E' uno dei giovani dirigenti più apprezzati del calcio italiano: Andrea Grammatica, psicologo classe 1978, è stato responsabile scout e poi Ds della Reggiana, ma anche coordinatore dell'area tecnica di Spezia e Virtus Entella.
Ecco la sua intervista a tutto tondo a footballscout24.it

Le difficoltà incontrate nel match con la Svezia non possono essere addossate solo al ct Ventura. Dal mancato ricambio generazionale al blocco juventino fino al presidente Tavecchio. Tanti sul banco degli imputati

“Sicuramente il problema va visto più ad ampio raggio. Ci vorrebbe un tavolo operativo con gli addetti ai lavori preposti a studiare iniziative per costruire le dovute riforme, come avvenne in Germania quando anche loro passarono un decennio negativo come il nostro. Contro la Spagna ci fu un campanello d’allarme che fece riflettere. Spero che chi abbia la reale possibilità di dare un contributo fattivo alla Federazione, lo possa fare indipendentemente dall’esito. Pensare che il problema sia Ventura oppure il rendimento di un singolo significa non capire nulla per l’ennesima volta. Bisogna capire il perché si è arrivati a questo punto. Penso che ogni addetto ai lavori abbia l’obbligo quasi morale di dover dare il proprio contributo, e la Federazione o comunque gli organi preposti a studiare un modello diverso devono coinvolgere quelle che ritengono essere le persone giuste a poter proporre un cambiamento. Ogni Paese ha la sua storia e la sua mentalità, copiare è sbagliato ma è giusto guardare ai casi di chi ci è già passato. Penso che nelle annate a ridosso dei Giovanissimi si veda della qualità, bisogna capire perché poi questa qualità vada man mano svanendo. Il problema è ampio, perché non si gioca più nelle scuole oppure nelle piazze? Perché ci si allena poco?”

Quindi esiste il problema del ricambio generazionale?

"È vero, questa cosa spaventa, così come però è vero anche il contrario, laddove noi addetti ai lavori vediamo nella fascia 13-18 dei calciatori pronti per la nazionale del futuro, ma se sbagliamo percorso di crescita lì poi è difficile recuperare il talento.

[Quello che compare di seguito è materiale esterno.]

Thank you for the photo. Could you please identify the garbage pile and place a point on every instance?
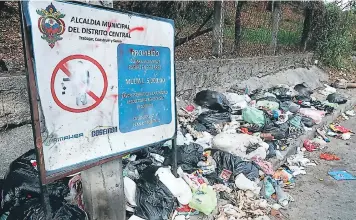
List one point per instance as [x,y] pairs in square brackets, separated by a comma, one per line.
[224,143]
[21,193]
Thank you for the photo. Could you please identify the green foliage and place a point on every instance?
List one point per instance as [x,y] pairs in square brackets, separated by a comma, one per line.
[332,36]
[183,13]
[264,36]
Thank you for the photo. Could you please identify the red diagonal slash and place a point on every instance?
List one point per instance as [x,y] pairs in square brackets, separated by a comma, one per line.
[90,93]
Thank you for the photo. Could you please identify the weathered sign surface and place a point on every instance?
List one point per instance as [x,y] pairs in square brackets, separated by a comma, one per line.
[105,81]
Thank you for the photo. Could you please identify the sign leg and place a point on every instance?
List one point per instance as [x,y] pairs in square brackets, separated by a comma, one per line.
[103,191]
[175,165]
[46,203]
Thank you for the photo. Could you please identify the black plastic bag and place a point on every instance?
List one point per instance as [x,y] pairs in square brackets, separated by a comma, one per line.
[271,150]
[282,93]
[22,182]
[290,106]
[188,157]
[153,198]
[257,94]
[32,209]
[336,98]
[70,212]
[277,131]
[308,122]
[210,118]
[212,100]
[303,89]
[235,164]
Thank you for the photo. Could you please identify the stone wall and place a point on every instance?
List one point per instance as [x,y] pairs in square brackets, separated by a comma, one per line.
[192,76]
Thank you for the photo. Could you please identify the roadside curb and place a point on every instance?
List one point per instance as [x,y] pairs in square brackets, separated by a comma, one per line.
[292,149]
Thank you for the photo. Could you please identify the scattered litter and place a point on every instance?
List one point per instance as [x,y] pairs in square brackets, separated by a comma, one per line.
[339,129]
[223,146]
[316,115]
[177,186]
[327,156]
[204,200]
[264,165]
[253,115]
[130,191]
[190,108]
[310,145]
[212,100]
[350,113]
[328,90]
[346,136]
[243,183]
[336,98]
[322,135]
[341,175]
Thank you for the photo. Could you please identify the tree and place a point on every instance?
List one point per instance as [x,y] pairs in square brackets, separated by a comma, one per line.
[238,25]
[308,12]
[276,17]
[218,29]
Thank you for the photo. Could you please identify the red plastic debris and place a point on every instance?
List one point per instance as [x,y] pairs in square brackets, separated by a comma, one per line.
[327,156]
[310,146]
[190,108]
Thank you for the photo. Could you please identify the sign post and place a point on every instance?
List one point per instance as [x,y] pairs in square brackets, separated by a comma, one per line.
[102,84]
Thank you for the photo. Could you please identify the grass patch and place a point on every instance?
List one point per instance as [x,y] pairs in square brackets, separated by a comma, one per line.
[264,36]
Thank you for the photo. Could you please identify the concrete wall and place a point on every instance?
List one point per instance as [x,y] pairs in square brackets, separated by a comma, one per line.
[220,75]
[192,76]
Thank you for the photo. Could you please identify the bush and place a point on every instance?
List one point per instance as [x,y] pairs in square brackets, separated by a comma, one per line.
[332,35]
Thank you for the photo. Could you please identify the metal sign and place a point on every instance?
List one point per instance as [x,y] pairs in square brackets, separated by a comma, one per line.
[105,82]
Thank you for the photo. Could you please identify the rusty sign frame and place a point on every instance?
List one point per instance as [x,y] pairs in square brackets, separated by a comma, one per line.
[35,103]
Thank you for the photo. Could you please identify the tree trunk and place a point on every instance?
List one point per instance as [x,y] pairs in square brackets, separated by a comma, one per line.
[218,29]
[306,28]
[197,33]
[238,25]
[276,17]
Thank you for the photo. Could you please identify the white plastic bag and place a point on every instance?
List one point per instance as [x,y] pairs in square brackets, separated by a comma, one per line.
[237,144]
[243,183]
[135,217]
[178,187]
[316,115]
[130,191]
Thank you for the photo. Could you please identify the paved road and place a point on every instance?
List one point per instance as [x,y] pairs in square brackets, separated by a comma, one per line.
[327,198]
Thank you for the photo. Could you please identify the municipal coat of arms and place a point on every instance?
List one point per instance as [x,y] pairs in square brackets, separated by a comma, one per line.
[50,24]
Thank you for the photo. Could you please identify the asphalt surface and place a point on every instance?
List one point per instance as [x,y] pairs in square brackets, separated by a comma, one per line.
[317,195]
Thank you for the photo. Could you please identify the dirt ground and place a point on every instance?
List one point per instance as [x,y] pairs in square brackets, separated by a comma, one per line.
[320,197]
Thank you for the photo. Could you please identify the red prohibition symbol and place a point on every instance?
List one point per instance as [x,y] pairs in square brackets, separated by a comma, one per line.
[62,66]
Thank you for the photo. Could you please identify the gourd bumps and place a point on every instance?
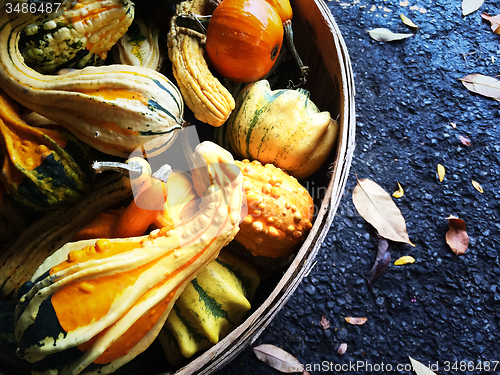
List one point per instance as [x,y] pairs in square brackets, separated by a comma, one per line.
[280,210]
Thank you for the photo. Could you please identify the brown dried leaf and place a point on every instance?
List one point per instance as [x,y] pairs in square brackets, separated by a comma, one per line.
[408,22]
[441,172]
[470,6]
[482,85]
[399,193]
[376,206]
[494,20]
[456,237]
[465,141]
[342,348]
[477,186]
[356,321]
[325,323]
[385,35]
[420,368]
[381,263]
[278,359]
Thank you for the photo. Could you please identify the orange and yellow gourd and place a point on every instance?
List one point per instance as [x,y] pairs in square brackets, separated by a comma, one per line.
[280,210]
[96,304]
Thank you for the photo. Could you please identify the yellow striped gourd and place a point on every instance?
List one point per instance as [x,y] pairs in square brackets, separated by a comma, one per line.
[97,304]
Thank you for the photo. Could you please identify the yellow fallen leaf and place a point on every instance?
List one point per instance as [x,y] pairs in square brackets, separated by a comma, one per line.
[457,237]
[356,321]
[381,34]
[470,6]
[408,22]
[477,186]
[399,193]
[376,206]
[441,172]
[482,85]
[404,260]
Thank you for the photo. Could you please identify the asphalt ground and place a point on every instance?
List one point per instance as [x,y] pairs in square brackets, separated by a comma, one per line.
[442,310]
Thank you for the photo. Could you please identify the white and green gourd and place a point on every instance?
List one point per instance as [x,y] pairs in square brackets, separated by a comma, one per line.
[281,127]
[115,109]
[140,45]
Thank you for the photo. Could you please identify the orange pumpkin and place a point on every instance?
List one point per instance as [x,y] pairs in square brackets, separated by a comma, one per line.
[244,38]
[283,8]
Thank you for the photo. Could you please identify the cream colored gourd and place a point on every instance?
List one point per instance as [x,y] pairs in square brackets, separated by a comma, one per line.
[283,127]
[103,302]
[139,46]
[115,108]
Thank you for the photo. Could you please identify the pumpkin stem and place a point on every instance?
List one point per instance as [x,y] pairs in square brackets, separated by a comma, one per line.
[193,22]
[304,69]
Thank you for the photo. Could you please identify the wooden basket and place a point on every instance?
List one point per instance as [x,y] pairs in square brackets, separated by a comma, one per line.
[331,84]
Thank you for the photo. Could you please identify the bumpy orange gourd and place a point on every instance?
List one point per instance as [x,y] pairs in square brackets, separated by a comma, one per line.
[244,38]
[280,210]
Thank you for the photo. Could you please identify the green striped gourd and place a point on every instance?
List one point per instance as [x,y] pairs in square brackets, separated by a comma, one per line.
[115,109]
[42,168]
[21,258]
[209,308]
[282,127]
[139,46]
[97,304]
[74,35]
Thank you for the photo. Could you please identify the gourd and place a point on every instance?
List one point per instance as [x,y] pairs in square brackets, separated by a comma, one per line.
[139,46]
[20,259]
[280,210]
[244,38]
[150,207]
[13,217]
[210,307]
[281,127]
[42,169]
[78,34]
[96,304]
[209,100]
[115,109]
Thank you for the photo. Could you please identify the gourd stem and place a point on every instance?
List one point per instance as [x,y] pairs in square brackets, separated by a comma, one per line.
[132,169]
[304,69]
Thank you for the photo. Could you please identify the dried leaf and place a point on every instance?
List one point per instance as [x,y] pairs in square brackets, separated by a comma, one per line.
[385,35]
[419,368]
[376,206]
[482,85]
[457,237]
[494,20]
[404,260]
[441,172]
[465,141]
[477,186]
[356,321]
[278,359]
[470,6]
[399,193]
[408,22]
[382,262]
[342,348]
[325,323]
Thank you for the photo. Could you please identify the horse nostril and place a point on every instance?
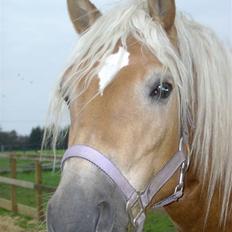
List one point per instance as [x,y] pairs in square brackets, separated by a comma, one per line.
[105,218]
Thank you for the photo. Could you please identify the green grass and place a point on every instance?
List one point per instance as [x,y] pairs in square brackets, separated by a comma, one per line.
[156,222]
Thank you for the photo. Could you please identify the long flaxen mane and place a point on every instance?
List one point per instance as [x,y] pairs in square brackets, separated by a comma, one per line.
[201,68]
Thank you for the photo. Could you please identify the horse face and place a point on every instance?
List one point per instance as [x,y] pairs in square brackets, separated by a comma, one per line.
[135,124]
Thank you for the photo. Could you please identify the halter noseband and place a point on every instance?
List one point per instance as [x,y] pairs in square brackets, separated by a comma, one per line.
[136,202]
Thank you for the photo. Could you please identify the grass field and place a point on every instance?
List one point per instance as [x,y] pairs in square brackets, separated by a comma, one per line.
[156,222]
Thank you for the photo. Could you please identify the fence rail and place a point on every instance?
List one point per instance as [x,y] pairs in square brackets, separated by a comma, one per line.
[37,186]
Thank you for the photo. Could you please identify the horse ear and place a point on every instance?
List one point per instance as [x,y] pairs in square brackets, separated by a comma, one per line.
[163,11]
[83,14]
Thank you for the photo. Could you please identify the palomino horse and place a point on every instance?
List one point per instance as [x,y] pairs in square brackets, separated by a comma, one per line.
[148,89]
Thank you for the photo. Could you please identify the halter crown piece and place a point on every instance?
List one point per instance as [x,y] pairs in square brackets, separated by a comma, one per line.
[136,202]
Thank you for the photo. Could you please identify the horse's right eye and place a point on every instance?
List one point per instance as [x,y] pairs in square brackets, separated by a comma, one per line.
[161,91]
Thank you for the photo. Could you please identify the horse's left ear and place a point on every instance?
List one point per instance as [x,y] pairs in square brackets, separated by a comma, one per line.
[83,14]
[164,11]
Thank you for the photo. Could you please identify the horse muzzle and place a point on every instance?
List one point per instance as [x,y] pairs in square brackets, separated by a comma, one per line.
[86,201]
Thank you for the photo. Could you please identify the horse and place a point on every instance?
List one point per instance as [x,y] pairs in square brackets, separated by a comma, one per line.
[148,91]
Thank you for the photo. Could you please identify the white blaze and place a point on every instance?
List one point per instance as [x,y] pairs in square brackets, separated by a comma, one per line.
[111,67]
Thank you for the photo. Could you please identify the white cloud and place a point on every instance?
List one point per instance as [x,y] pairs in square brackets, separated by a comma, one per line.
[36,39]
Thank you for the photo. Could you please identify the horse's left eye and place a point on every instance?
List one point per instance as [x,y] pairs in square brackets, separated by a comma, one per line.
[161,91]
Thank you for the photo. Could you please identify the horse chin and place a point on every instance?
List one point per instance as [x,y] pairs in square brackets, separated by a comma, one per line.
[98,206]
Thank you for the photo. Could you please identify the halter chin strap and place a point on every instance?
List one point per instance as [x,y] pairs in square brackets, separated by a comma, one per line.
[136,202]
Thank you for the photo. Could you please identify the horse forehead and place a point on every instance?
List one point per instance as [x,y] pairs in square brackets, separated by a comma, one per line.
[135,58]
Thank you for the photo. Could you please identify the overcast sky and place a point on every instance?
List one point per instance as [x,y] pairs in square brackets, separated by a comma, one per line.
[36,39]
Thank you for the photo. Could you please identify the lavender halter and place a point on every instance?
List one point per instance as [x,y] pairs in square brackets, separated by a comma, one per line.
[136,202]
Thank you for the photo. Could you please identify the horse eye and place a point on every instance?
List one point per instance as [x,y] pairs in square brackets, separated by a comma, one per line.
[161,91]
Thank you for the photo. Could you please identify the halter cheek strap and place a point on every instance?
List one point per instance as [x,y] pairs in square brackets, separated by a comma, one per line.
[136,202]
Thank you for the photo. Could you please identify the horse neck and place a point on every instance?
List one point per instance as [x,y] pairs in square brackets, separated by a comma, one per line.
[189,214]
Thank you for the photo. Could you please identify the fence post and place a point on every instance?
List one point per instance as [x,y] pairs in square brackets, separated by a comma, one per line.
[13,187]
[39,196]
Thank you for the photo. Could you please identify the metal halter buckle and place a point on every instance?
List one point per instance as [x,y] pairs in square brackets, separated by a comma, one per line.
[135,208]
[183,170]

Il sogno è che si riesca a trovare una riforma che possa tutelare il percorso all’interno dei club italiani. Non sono così pessimista, posso citare Caldara, Rugani e diversi altri elementi delle annate ’94,’96 oppure anche più giovani, che hanno grandi potenzialità. Andrebbe maggiormente tutelato il percorso, alle volte manca il coraggio da parte dei presidenti e dei tecnici, che per ragioni economiche e di bilancio subiscono pressioni fuorvianti rispetto al reale obiettivo, la crescita del giovane. Mi rendo conto che tante volte è difficile convincere gli agenti stessi a far fare un campionato di Serie B a coloro i quali sono considerati talenti da categoria superiore ma che necessiterebbero di un anno di formazione e crescita in cadetteria. Ti scontri con delle dinamiche di mercato che rischiano però di alterare ed interrompere il percorso”.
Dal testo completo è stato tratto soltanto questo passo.